Une fois recrutés dans les ENV et dans les facultés de médecine, l’acquisition d’une culture « une seule santé » gagnerait à s’appuyer sur des séquences pédagogiques communes, actuellement complètement séparées au long des cursus initiaux et des formations de troisième cycle. Quelques très rares séquences communes existent, mais elles émanent d’initiatives locales et personnelles entre Directeur d’Ecole et Président d’Université convaincus de l’apport de telles passerelles.

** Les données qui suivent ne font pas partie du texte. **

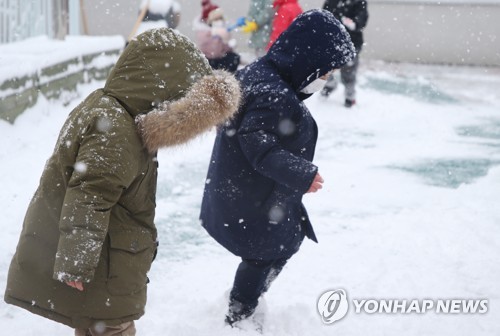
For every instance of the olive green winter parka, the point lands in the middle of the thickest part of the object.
(91, 218)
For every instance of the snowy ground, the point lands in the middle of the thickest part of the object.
(409, 210)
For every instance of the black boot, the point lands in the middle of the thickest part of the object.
(238, 311)
(325, 92)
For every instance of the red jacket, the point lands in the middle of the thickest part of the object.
(286, 12)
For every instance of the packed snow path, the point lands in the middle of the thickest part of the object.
(409, 210)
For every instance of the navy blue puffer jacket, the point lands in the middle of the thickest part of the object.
(261, 163)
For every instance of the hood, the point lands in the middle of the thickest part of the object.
(157, 66)
(313, 45)
(210, 101)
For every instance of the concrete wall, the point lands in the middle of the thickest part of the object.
(452, 33)
(448, 31)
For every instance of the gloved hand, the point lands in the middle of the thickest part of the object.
(240, 22)
(348, 23)
(249, 27)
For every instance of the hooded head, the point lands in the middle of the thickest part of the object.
(158, 65)
(165, 81)
(313, 45)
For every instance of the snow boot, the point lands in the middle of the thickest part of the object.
(238, 312)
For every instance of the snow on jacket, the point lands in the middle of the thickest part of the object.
(261, 163)
(91, 218)
(356, 10)
(260, 11)
(286, 12)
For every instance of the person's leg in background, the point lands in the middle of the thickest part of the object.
(348, 77)
(330, 86)
(253, 278)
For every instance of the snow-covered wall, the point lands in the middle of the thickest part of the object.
(446, 31)
(51, 68)
(449, 32)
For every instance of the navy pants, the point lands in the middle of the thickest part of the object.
(253, 278)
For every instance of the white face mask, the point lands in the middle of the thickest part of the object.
(314, 86)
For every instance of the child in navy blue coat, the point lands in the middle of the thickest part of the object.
(261, 163)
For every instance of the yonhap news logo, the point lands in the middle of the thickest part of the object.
(333, 306)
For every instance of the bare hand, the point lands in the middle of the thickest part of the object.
(317, 183)
(75, 284)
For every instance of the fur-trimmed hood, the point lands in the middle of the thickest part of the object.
(164, 81)
(209, 102)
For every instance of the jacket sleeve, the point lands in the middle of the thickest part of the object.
(104, 167)
(263, 145)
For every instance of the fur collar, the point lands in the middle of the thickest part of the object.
(210, 101)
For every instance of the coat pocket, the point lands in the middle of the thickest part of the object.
(130, 257)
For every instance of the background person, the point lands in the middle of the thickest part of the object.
(159, 14)
(354, 15)
(286, 12)
(214, 40)
(258, 23)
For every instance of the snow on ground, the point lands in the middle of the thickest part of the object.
(409, 210)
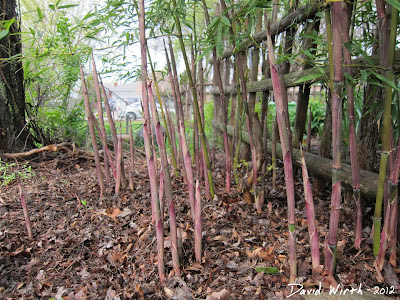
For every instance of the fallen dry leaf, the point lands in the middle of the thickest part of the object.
(221, 295)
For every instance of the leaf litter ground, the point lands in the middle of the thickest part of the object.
(90, 248)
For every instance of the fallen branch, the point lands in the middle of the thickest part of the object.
(49, 148)
(321, 166)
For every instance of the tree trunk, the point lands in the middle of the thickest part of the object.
(14, 135)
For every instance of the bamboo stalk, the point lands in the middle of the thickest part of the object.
(312, 227)
(101, 119)
(390, 214)
(131, 150)
(167, 183)
(92, 133)
(228, 163)
(26, 213)
(119, 166)
(166, 125)
(337, 86)
(284, 132)
(352, 135)
(308, 141)
(109, 115)
(255, 59)
(388, 49)
(177, 99)
(149, 149)
(198, 225)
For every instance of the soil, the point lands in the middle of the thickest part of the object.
(86, 247)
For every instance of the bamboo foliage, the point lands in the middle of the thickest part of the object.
(167, 183)
(310, 211)
(284, 130)
(90, 118)
(388, 40)
(352, 134)
(101, 119)
(195, 101)
(151, 160)
(337, 14)
(223, 103)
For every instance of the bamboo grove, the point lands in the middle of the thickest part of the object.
(256, 51)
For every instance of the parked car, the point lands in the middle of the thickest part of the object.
(134, 111)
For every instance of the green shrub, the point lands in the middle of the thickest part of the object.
(61, 125)
(8, 174)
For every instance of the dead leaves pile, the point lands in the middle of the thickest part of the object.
(86, 248)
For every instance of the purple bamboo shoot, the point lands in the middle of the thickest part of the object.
(352, 137)
(149, 149)
(101, 120)
(26, 213)
(119, 165)
(197, 225)
(338, 14)
(312, 227)
(284, 132)
(89, 116)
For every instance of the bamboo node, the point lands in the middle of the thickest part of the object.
(336, 172)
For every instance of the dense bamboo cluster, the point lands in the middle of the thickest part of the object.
(236, 92)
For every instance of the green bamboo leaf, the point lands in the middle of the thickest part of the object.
(3, 33)
(386, 81)
(268, 270)
(219, 44)
(394, 3)
(225, 21)
(68, 6)
(348, 76)
(40, 13)
(309, 77)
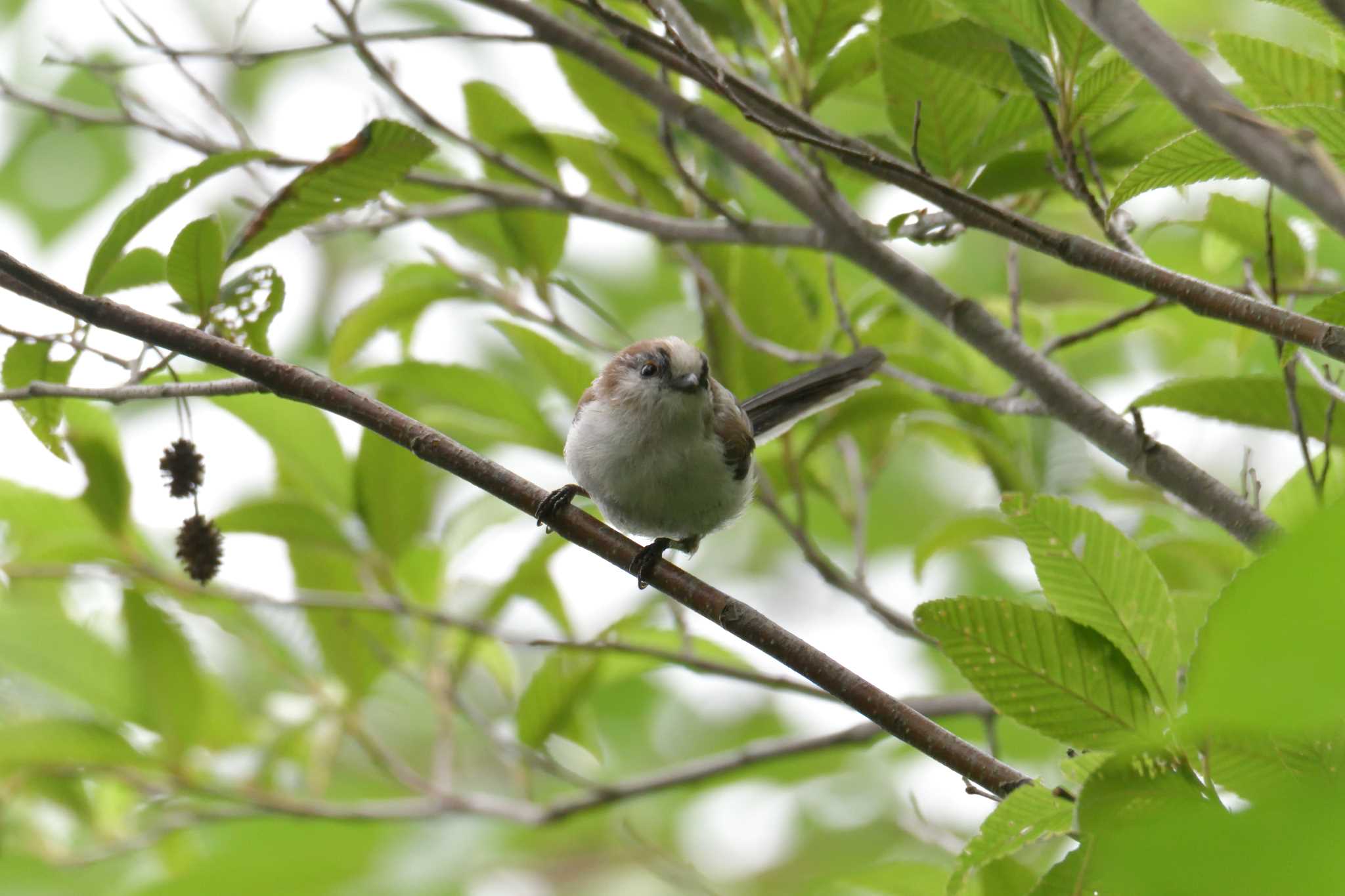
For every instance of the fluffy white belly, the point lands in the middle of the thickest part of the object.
(671, 482)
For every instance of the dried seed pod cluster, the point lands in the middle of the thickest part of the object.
(200, 543)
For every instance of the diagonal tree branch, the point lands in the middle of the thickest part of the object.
(1290, 164)
(1063, 398)
(301, 385)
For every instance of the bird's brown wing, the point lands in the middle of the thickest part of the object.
(735, 431)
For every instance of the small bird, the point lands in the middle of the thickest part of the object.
(666, 452)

Il faut également rappeler qu’en 2010 l’accès à la formation spécialisée en analyses biologiques médicales, le DES/BM, a été fermé aux vétérinaires. Cette exclusion a été faite au détriment de la synergie que créait cette formation commune notamment dans le domaine prioritaire de la connaissance des zoonoses.

Les spécificités administratives ne peuvent pas dicter une politique qui vient d’être confortée par toutes les instances internationales : OIE, OMS, FAO, PNUE, à l’initiative de la France et grâce à sa son action résolue. C’est la raison pour laquelle il paraît urgent de corriger ces failles administratives :

1) par une révision du Code de Santé Publique qui y ferait entrer les Docteurs vétérinaires et qui rouvrirait l'accès des vétérinaires au DES/BM ;

2) de façon plus large par l’instauration de séquences de formations communes aux médecins et aux vétérinaires tout au long des cursus initiaux , en formation complémentaire et même en formation continue. Dans l’idéal, ces interactions pendant la formation des futurs professionnels de santé devraient être facilitées par une extension de la tutelle à laquelle sont soumises les ENV, au Ministère de l'Enseignement supérieur et de la recherche et de l’innovation (MESRI), de la même façon que l'enseignement médical est placé sous une double tutelle associant le MESRI au Ministère des solidarités et de la Santé.

Cette cotutelle facilitera par ailleurs l’accès des vétérinaires diplômés aux écoles doctorales.

Ces réformes sont un préalable indispensable à la France pour devenir moteur dans le développement de la politique intégrée « Une seule santé » dont le Covid-19 a révélé le caractère nécessaire et urgent.